PEC é recessiva e regressiva
O governo insiste com a falácia de que a proposta servirá como uma verdadeira redenção para tirar o Brasil da crise da recessão. Não é verdade! A medida é recessiva, pois promete retirar R$ 1 trilhão de famílias que têm alta capacidade de consumo ao longo de 10 anos. Com isso, trata-se de uma clara sinalização ao empresariado de que não haverá esforço para reanimar a capacidade de demanda na sociedade. Quais seriam as razões, portanto, para que os investidores se animassem a aumentar a capacidade instalada de nossa economia? Com certeza não serão os belhos olhos do Superministro da Economia nem uma crença cega na necessidade de uma medida como essa. Os investidores sabem fazer seus cálculos e não se aventurarão por caminhos ainda inseguros.
Os grandes meios de comunicação seguem repetindo a ladainha construída pela área econômica do governo de que a previdência social seria a grande responsável pelos problemas existentes na área fiscal. Isso também não é verdade. Os sites das próprias instituições oficiais nos exibem informações a esse respeito, evidenciando que a conta da administração pública federal que se apresenta como a mais estruturalmente deficitária é aquela responsável pelo pagamento de juros da dívida pública. Apenas ao longo dos últimos 12 meses foram destinados R$ 357 bilhões do Orçamento da União para esse fim.

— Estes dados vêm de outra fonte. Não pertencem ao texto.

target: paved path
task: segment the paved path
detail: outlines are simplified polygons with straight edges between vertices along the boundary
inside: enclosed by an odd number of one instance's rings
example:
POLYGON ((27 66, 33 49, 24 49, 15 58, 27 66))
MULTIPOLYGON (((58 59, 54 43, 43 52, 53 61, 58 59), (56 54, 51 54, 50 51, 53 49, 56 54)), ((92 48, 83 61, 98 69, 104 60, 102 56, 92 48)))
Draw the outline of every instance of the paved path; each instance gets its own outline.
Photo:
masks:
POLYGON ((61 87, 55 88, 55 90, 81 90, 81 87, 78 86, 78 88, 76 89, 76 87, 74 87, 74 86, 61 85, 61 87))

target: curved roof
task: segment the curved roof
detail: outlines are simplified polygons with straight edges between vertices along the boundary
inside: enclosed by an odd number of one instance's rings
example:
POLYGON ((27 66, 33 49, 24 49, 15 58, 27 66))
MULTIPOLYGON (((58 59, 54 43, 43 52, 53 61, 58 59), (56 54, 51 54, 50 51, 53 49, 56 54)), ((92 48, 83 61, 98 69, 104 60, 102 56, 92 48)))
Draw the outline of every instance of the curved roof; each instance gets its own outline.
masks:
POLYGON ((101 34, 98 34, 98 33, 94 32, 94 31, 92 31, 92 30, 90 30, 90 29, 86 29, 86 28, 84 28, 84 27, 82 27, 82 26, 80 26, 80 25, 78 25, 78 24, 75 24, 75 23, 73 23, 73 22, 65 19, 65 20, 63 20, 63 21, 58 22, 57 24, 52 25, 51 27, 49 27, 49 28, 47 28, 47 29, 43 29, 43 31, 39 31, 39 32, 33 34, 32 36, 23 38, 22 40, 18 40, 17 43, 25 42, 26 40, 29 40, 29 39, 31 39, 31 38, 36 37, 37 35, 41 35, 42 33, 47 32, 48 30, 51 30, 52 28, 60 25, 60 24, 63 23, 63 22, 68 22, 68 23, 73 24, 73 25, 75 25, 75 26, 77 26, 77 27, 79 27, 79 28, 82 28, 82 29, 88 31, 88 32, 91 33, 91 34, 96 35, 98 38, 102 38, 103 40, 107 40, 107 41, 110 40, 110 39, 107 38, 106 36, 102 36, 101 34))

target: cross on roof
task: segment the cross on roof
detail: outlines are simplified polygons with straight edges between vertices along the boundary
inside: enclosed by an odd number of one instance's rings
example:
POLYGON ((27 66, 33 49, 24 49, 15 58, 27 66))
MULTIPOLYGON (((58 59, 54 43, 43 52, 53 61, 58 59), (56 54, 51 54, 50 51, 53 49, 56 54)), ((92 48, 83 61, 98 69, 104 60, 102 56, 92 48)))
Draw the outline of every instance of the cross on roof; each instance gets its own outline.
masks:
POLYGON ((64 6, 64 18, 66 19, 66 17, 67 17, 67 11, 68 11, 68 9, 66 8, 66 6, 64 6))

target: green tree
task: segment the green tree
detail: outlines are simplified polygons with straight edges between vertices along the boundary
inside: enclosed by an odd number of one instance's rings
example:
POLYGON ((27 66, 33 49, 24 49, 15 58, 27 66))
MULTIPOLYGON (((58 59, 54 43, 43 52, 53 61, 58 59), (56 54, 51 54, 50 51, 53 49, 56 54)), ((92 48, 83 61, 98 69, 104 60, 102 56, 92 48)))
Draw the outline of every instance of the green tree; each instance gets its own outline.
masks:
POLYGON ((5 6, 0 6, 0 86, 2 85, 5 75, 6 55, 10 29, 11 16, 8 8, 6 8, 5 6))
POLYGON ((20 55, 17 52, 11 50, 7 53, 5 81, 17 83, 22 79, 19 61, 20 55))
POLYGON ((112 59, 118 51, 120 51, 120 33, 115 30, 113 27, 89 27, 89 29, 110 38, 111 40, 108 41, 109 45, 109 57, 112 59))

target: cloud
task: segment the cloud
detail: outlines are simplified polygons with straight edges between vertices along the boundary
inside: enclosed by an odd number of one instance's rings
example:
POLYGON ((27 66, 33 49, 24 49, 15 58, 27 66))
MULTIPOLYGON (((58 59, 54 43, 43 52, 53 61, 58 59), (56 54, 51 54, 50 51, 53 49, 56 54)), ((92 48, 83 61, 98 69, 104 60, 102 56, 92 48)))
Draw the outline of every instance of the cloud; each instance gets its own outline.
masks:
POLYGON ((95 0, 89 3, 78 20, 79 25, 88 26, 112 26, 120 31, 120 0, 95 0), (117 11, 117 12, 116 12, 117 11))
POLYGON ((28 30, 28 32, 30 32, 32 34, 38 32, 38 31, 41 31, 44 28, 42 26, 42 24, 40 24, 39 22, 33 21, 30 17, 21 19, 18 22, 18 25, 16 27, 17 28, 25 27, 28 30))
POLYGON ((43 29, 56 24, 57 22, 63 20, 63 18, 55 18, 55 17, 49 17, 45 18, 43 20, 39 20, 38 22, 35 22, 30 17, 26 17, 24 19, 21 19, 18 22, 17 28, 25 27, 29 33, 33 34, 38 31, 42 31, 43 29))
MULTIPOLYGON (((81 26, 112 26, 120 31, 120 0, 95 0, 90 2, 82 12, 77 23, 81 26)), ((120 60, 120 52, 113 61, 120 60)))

Mas para a tecnocracia encarregada de zelar pela “responsabilidade fiscal”, as despesas financeiras devem ter um tratamento especial, quase VIP. O governo deve fazer todo o esforço para cortar despesas na educação, na previdência social, na saúde, na assistência social, nos gatos com pessoal e nos investimentos. Mas as despesas financeiras são sagradas, elas não podem ser tocadas! Uma completa inversão de valores sob a ótica republicana e cidadã.
O privilegiado é o trabalhador rural, que trabalha de acordo com o calendário da safra e passa a vida cortando cana com a foice sob o sol causticante. O privilegiado é o trabalhador da construção civil que passa a vida em uma multiplicidade de canteiros de obra e raramente consegue comprovar todo o tempo de contribuição por falhas e sonegação das empresas por onde trabalhou. O privilegiado é o trabalhador nas minas de carvão, que passa parte de sua vida em condições também sub-humanas a centenas de metros de profundidade. A privilegiadas são as viúvas que insistem em receber a pensão no valor de um salário mínimo do marido falecido.
Já aqueles que recebem as centenas de bilhões de reais generosamente distribuídos sob a forma de lucros e dividendos das empresas em nosso País, bem esses não precisam oferecer nenhum centavo de sua cota de sacrifício para ajudar o País a superar esse momento de dificuldade econômica. Uma lei aprovada em 1995, ainda sob a gestão de FHC – e mantida inalterada ao longo desses 24 anos! – passou a considerar esse tipo de ganho como isento de tributos.
O universo de parlamentares que deverão votar a matéria é bem mais restrito no Senado do que na Câmara. Ao invés de 513 do momento anterior, agora são apenas 81 nessa etapa. A capacidade de pressão do movimento social sobre eles é mais fácil de ser organizada. Cabe às centrais sindicais, às associações de servidores públicos e demais entidades do campo democrático e progressista realizar o trabalho de pressão e convencimento. Em cada unidade da federação são três senadores a serem procurados para evitar que a desgraça seja aprovada.
A cada dia que passa aumenta o desgaste de Bolsonaro e sua equipe. Os índices de desaprovação crescem em proporção jamais vista para um governo que mal completou seu oitavo mês de vida. Esse é o momento para avançar sobre os parlamentares e demonstrar que a manifestação de simpatia pelo projeto do capitão pode comprometer sua avaliação junto à sua base eleitoral.
Vamos à luta! O jogo ainda não acabou!